I've noticed in a couple orders I've recieved and in pictures on here that a few people put a sort of straw stuff in their mantis enclosures. I was woindering if anyone knows where you can order it from? Cheers


----------



## Rick (Jan 12, 2006)

Spaghnum moss would work better IMO.


----------



## Rib (Jan 12, 2006)

Sphagnum Moss can be good for certain things, but I just need to put alot of the thinner straw stuff in two nets I have for when an oothecae hatches. I need the thinner stuff so that the nymphs have something to climb on apart from the walls of the net, and also enable the fruit flies to climb up towards the mantids easier.


----------



## Rick (Jan 12, 2006)

If you're nets they can climb up the sides of the nets. I use a few artificial plants in my nets. The moss will hold humidity better.


----------



## Ian (Jan 13, 2006)

I know what you mean Rob...its excellent stuff, and you can use it for pretty much any mantids, really handy.

Il keep my eyes open for some..

Cheers,

Ian


----------



## yen_saw (Jan 13, 2006)

The straw thing for my mantis enclosure are excelsior and raffia.
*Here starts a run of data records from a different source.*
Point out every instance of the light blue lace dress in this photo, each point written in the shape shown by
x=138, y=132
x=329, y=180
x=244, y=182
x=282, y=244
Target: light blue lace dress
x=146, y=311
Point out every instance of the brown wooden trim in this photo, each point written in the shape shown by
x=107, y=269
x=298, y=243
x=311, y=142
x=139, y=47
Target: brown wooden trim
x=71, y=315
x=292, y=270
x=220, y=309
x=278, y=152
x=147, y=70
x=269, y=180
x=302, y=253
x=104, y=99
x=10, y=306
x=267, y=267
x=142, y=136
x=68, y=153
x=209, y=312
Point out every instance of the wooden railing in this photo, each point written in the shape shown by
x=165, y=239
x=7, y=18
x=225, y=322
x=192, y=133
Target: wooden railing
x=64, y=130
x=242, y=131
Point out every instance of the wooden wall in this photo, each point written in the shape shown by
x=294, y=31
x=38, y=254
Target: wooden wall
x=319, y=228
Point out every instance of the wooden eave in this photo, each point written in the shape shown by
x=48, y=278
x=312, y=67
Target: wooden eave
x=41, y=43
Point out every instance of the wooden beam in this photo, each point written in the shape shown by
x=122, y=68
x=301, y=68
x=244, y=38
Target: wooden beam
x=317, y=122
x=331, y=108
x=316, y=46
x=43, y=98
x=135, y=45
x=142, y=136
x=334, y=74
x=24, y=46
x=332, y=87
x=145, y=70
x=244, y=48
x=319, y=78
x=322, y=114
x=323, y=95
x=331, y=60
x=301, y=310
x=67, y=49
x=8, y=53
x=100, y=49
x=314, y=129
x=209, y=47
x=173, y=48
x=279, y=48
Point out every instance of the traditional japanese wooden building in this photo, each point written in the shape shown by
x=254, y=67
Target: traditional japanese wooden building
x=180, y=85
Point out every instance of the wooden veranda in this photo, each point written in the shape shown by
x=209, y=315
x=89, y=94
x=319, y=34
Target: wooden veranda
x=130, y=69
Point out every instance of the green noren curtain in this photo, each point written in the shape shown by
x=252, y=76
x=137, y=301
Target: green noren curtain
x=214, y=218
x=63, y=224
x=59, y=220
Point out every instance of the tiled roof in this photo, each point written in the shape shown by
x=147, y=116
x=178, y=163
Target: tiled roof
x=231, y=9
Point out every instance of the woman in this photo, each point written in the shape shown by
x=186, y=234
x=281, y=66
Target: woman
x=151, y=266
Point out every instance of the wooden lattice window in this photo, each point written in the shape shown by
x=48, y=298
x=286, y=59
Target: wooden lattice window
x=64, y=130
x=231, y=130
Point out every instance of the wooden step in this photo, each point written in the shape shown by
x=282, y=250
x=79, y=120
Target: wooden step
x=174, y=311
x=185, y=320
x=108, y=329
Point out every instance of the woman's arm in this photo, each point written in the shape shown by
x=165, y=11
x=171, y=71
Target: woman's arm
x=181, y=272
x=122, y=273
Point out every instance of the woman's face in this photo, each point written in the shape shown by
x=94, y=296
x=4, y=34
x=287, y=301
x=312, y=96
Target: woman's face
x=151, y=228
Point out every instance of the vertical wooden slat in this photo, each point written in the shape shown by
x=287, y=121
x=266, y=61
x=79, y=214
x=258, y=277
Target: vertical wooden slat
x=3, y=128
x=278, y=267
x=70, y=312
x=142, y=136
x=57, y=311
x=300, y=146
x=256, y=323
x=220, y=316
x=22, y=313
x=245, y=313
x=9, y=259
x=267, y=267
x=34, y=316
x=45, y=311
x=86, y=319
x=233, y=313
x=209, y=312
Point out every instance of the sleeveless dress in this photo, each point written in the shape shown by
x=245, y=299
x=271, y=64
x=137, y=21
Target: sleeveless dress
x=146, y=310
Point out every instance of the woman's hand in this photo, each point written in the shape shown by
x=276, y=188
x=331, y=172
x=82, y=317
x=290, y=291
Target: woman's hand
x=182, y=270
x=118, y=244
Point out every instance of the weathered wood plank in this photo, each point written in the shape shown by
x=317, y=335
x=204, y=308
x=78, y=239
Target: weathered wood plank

They are great for hatchling, provide plenty of space for them to hang on and feel secure, i had almost no mismolt from L1-L3 using them with about 30-50 hatchling together in a 32oz container. It is however a poor humidity provider so you need to mist the container regularly, but it is great for species like B. Mendica which i never misted.

By the way i bought them in Walmart or Hobby Lobby.


----------



## Rib (Jan 13, 2006)

Cheers yen. Thats *exactly* what I was looking for. I couldn't find any online shops that sell it in the UK (admittedly I spent all of 2 minutes looking), but there are plenty of people on ebay selling it. Ordered myself a bag  Cheers


----------